Energy efficiency in cognitive radio network using cooperative spectrum sensing based on hybrid spectrum handoff

Rapid spectrum usage in wireless networks may reduce energy efficiency, requiring cognitive radio networks to be more efficient than conventional ones. Due to increased data transmission demand, cognitive radio networks arose from a lack of spectrum bandwidth. Spectrum sensing and handoff decision are two cognitive radio network strategies that help avoid interference, channel access, and cohabitation between primary and secondary users. Current research focuses on handoff decision and cooperative spectrum sensing to improve sensing efficiency and system throughput while neglecting energy efficiency and handoff latency. Spectrum mobility and sensing are essential for energy-efficient cognitive radio networks. This study provides a second priority user transmission system using cooperative spectrum sensing to sense available channels.

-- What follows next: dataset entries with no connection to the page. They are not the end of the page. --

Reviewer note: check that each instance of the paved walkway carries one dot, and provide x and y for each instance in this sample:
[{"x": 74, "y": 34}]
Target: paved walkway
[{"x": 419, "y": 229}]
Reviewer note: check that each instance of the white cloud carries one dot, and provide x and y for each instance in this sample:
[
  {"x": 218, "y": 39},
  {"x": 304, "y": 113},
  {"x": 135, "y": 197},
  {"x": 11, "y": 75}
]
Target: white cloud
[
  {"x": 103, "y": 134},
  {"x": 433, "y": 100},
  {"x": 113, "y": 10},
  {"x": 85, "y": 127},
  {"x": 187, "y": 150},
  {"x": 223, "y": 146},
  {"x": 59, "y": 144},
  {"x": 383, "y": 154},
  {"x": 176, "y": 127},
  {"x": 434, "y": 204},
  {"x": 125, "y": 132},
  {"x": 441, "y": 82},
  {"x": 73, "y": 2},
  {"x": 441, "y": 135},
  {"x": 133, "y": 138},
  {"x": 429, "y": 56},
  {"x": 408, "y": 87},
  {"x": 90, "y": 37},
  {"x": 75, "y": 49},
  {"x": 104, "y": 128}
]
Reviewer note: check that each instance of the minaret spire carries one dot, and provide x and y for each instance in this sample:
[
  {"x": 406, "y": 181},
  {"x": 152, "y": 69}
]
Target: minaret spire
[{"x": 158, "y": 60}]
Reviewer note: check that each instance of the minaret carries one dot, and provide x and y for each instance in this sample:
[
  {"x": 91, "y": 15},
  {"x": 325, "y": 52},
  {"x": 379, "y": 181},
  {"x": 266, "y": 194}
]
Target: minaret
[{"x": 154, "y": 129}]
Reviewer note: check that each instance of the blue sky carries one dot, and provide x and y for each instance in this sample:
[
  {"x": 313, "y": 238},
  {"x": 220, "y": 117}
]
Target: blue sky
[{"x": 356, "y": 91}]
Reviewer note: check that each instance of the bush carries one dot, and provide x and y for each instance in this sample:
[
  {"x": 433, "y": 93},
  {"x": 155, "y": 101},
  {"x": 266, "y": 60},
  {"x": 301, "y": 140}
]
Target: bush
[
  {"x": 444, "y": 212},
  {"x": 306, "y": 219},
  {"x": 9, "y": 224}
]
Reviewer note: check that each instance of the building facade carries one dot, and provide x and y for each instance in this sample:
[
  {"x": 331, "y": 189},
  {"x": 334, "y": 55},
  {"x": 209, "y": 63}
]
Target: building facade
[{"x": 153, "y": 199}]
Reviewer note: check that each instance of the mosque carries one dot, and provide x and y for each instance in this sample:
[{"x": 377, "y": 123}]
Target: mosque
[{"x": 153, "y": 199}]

An energy detection technique optimizes the sensing process's energy usage, leading to energy efficiency. A primary user traffic pattern-based threshold approach is presented for spectrum mobility management. A threshold approach is utilized to calculate probabilistic stay-and-wait and QoS handoff values. The transmission channel is selected using a hybrid handoff strategy based on dynamic spectrum aggregation. Moreover, a cooperative spectrum sensing algorithm is described and simulated to identify the optimum channel with the greatest throughput and minimum energy consumption. The proposed approach increases energy efficiency and throughput while maintaining handoff delay and avoids miss-detection and false alarm. This technique improves energy efficiency, sensing performance, throughput, and handoff time. miss-detection.